第104話 旅立つ用意
最近のマジックボックスは種類が豊富になった。
元々私が持っていたのは、腰につけられるタイプの小さなポーチ。今は斜めがけの少し大きなカバンや、お洒落なポシェット。ハンドバッグ、旅行カバンタイプなんかもある。
なぜこんなにも種類が豊富になったのか————?
それは、サイズによって入れられる量を変えたからだ。今まではどのサイズでも同じ量が入るようにしていて、作るのがとても大変だった。
量が多く入るということは、それだけ使う魔力量が必要になる。つまり作れる人間が限られてしまうのだ。
これがマジックボックスが高額な理由でもある。
そうなってくると、とてもじゃないけど庶民の手には届かない。
でも一番必要なのは彼らなわけで……どうすれば、手頃な値段にできるのか悩みの種だった。
「マジックボックスがお手頃な値段になったのはアリシアのおかげね」
「そうですね。アリシア様がサイズによって入れられる量を変えられないのか?と提案してくださったおかげですね」
私の言葉に荷造りをしていたユリアナが頷く。
アリシアの発言を受けて、カーバニル先生が魔術式研究機関を巻き込み実験をし、入れられる量の違う魔術式を作ってくれた。
おかげでちょっと頑張れば、庶民の手にも届く値段まで下げられるようになったのだ。
ただ問題は、マジックボックスを作っていた職人さん。彼らは普通よりも魔力量が多いからこそ、マジックボックスを作り、それにより高額な報酬を得られていた。
でも新しい魔術式は、入れられる量で魔術式が変わる。つまり、他にも作れる人が増えてしまったのだ。
たくさん入れられるマジックボックスはとても貴重だし、商人からの需要もある。でもそこまで量はいらないけど、一種類しかないなら……と買ってくれていた層は買わなくなってしまうだろう。
売上が減るのは、商売上嬉しくはない。下手すれば職人同士で反発が起きてしまう。
そこで更にアリシアが提案したのが、中流から上流用にお洒落なデザインのマジックボックスを作ることだ。
一般庶民にとっては、荷物が入ればいいと思う人が多いだろうけど、中流から上流ならばデザイン性の良い物を持ちたいと思うはず。
特に今までのシンプルなデザインから、華やかなデザインに変われば新し物好きな人たちは食いつくだろう、と。

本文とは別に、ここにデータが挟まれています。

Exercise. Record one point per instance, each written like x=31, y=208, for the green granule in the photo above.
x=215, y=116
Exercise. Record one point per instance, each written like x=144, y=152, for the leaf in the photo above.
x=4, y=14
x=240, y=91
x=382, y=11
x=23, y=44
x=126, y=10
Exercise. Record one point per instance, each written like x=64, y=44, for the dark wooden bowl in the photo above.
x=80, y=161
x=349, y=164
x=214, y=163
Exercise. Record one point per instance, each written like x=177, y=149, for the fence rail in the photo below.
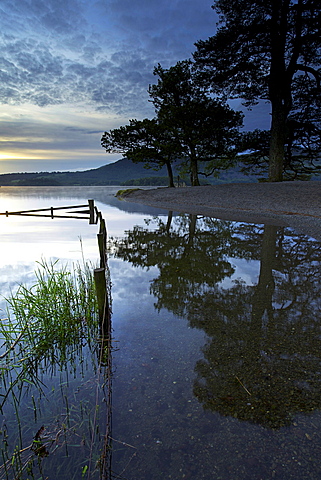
x=91, y=213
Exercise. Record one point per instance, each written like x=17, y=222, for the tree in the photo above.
x=143, y=141
x=204, y=128
x=270, y=50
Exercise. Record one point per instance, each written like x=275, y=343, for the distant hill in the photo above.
x=122, y=172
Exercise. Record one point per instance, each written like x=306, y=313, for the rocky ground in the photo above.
x=295, y=204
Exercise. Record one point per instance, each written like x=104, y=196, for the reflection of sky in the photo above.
x=27, y=240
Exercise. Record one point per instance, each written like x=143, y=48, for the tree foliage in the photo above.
x=271, y=50
x=144, y=141
x=205, y=128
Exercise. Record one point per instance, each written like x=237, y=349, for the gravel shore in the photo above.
x=294, y=204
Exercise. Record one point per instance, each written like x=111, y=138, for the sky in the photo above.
x=72, y=69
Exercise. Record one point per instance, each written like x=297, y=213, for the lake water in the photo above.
x=216, y=347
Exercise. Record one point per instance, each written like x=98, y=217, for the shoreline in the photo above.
x=294, y=204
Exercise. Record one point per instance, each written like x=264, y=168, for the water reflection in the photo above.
x=216, y=365
x=262, y=356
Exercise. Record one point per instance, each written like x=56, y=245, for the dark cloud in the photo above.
x=102, y=53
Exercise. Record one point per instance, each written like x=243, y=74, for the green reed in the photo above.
x=49, y=323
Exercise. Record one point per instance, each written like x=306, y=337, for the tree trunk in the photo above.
x=277, y=142
x=170, y=174
x=279, y=88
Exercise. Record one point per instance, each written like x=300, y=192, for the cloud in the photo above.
x=66, y=52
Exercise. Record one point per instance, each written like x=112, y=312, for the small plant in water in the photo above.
x=47, y=327
x=48, y=323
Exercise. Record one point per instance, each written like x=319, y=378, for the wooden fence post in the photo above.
x=103, y=301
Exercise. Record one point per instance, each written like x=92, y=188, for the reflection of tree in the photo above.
x=191, y=256
x=262, y=359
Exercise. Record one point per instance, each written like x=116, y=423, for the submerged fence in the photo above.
x=103, y=292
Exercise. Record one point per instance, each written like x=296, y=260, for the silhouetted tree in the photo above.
x=271, y=50
x=145, y=141
x=205, y=128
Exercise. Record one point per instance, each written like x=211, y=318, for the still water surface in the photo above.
x=216, y=336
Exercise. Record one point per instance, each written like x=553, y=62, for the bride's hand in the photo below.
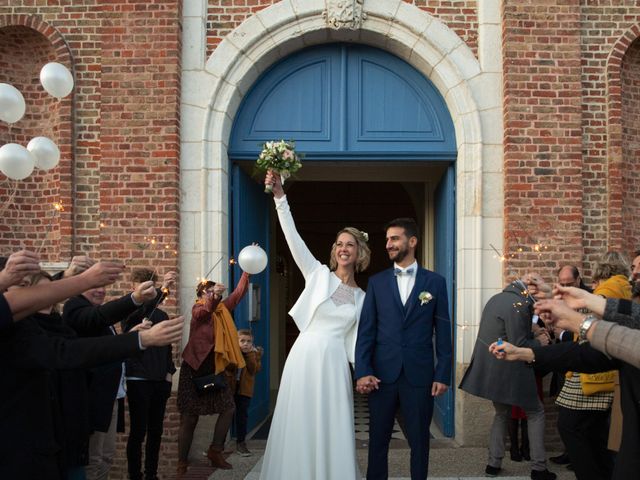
x=273, y=179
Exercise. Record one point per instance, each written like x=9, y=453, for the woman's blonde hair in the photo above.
x=364, y=253
x=611, y=264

そうして差別化すれば、売上がそこまで減ることもない。そう思ってのことだったのだが……これがかなりの人気商品になったのだ。
「意外とみんな新し物好きよね」
「単純に物を入れるだけなら、以前のままでも良いのですけど……やはり、見た目は大事ですよ」
「確かに可愛いものとか、綺麗なものを持ってると嬉しくなるものね」
「それにちょっと値段が高くても、長く使えるのなら十分買う価値はありますし……マジックボックスなら、売ることもできますからね」
「そうね。別のが欲しいとか、量を増やしたい時は持ってるのを売って差額分出せば良いものね」
マジックボックスは余程のことがない限り劣化しない。それ故に、中古品でも買い手はそれなりにいる。デザインの幅が広がれば、中古品の需要もそれなりに広がるだろう。

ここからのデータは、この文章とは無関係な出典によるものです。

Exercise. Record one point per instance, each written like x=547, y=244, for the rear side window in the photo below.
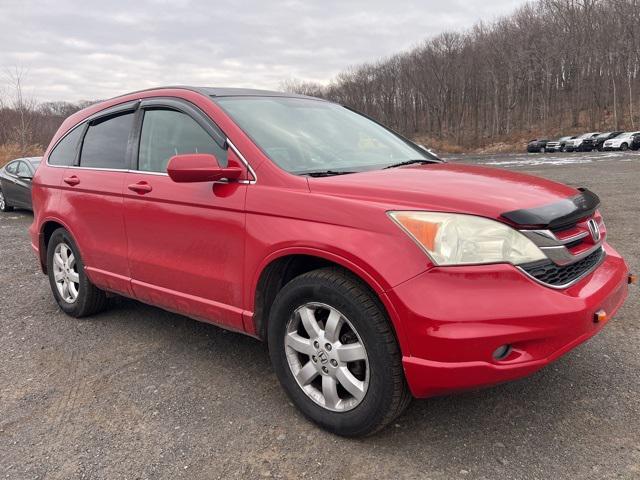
x=105, y=143
x=166, y=133
x=65, y=152
x=23, y=170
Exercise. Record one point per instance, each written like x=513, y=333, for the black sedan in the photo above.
x=15, y=183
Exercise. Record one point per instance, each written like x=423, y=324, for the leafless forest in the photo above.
x=553, y=67
x=27, y=126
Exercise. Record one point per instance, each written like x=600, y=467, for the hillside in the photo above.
x=552, y=67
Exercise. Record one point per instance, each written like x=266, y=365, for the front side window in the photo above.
x=12, y=168
x=166, y=133
x=304, y=136
x=65, y=152
x=105, y=143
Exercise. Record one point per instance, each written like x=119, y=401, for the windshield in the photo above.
x=303, y=135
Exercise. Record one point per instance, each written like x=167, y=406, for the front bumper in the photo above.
x=456, y=317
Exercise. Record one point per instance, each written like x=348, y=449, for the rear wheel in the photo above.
x=71, y=287
x=335, y=353
x=4, y=206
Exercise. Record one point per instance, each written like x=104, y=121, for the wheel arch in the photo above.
x=47, y=227
x=281, y=267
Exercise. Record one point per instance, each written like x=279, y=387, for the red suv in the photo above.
x=374, y=270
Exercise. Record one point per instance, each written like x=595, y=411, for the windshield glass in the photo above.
x=303, y=135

そんな話をしながら、ラステアに行くための準備を整えていると、侍女の一人がお客様が来られました、と私の元へ知らせに来た。
「今日は、特に約束してないけれど……どなたかしら?」
「ライル様とご一緒にシャンテ様が、そしてアリシア様も到着されたのですが……」
「珍しい組み合わせね。いいわ。部屋に案内して、お茶の用意をしてくれる?」
そう告げると、彼女はスッと頭を下げてライルたちの元へ向かう。私はユリアナに荷造りの続きを頼むと、ライルたちが案内されている部屋に向かった。
***
部屋の中では、ちょっと緊張した面持ちのアリシア。いつもと変わらないライルとシャンテ、アッシュがいる。
最初に比べればだいぶマシになったけれど、未だにアリシアはライルに対する苦手意識が抜けないらしい。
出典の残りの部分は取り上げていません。